Virtual Colonoscopy Boosts Screening Rates 55 Percent

November 15, 2011
Todd Neff

Patients voting with their feet strongly preferred noninvasive CT colonography over traditional colonoscopies, Dutch researchers have found.

Patients voting with their feet strongly preferred noninvasive CT colonography over traditional colonoscopies, Dutch researchers have found.
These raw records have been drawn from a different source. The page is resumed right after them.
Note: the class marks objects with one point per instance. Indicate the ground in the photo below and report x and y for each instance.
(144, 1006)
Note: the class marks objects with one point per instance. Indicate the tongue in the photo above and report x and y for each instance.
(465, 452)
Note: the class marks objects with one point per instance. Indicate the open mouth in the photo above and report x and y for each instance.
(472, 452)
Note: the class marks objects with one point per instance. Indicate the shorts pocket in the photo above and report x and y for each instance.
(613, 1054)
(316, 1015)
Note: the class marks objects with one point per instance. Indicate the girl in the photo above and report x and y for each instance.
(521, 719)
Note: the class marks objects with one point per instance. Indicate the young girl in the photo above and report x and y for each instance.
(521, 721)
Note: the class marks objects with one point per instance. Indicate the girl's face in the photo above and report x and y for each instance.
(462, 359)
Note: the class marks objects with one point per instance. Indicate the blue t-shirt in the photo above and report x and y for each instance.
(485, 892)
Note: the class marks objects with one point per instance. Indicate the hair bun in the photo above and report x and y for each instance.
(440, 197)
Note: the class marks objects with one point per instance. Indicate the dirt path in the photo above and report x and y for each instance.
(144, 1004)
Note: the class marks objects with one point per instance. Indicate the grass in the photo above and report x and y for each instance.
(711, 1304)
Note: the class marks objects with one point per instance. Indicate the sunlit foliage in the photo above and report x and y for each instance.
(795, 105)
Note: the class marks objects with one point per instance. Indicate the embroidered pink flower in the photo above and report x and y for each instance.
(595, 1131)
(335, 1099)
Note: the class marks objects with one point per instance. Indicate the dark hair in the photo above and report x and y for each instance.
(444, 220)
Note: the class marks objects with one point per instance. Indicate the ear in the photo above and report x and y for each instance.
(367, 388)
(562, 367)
In a report published online Nov. 15 in The Lancet Oncology, Esther M. Stoop, MD, Evelien Dekker, MD, and colleagues found that 34 percent of patients invited for CT colonography screening participated, compared to 22 percent of colonoscopy invitees. In addition to putting data behind the suspicion that patients are more apt to submit to virtual colonoscopy than the physical variety, their work also offers insights into the relative accuracy of the two procedures.

The randomized controlled trial involved residents of Rotterdam and Amsterdam, Netherlands ages 50 to 75. Stoop and colleagues sent invites for colonoscopy and CT colonography at a 2:1 ratio, with 5,924 colonoscopy invitations and 2,920 CT colonography invites going out from June 2009 to August 2010. They found the response rate to be 55 percent higher for CT colonography.

They found CT colonography accuracy for advanced neoplasia to be somewhat lower: 6.1 per 100 participants for CT colonography versus 8.7 per 100 who did colonoscopy. But taking into account the higher ratio of CT colonography participation, the differences all but evaporated to 1.9 per 100 invitees for colonoscopy and 2.1 per 100 invitees for CT colonography.

“Participation in colorectal cancer screening with CT colonography was significantly better than with colonoscopy, but colonoscopy identified significantly more advanced neoplasia per 100 participants than did CT colonography,” the researchers summarized. “The diagnostic yield for advanced neoplasia per 100 invitees was similar for both strategies, indicating that both techniques can be used for population-based screening for colorectal cancer.”

Factors such as cost-effectiveness and perceived burden should be taken into account when deciding which technique is preferable, they added.

In an accompanying editorial, Perry Pickhardt, MD, of the University of Wisconsin in Madison, said the results spoke in favor of CT colonography, given that screening participation is half the battle.

"The issue with screening for colorectal cancer is not related to test efficacy per se, but rather to the willingness of patient participation,” he said.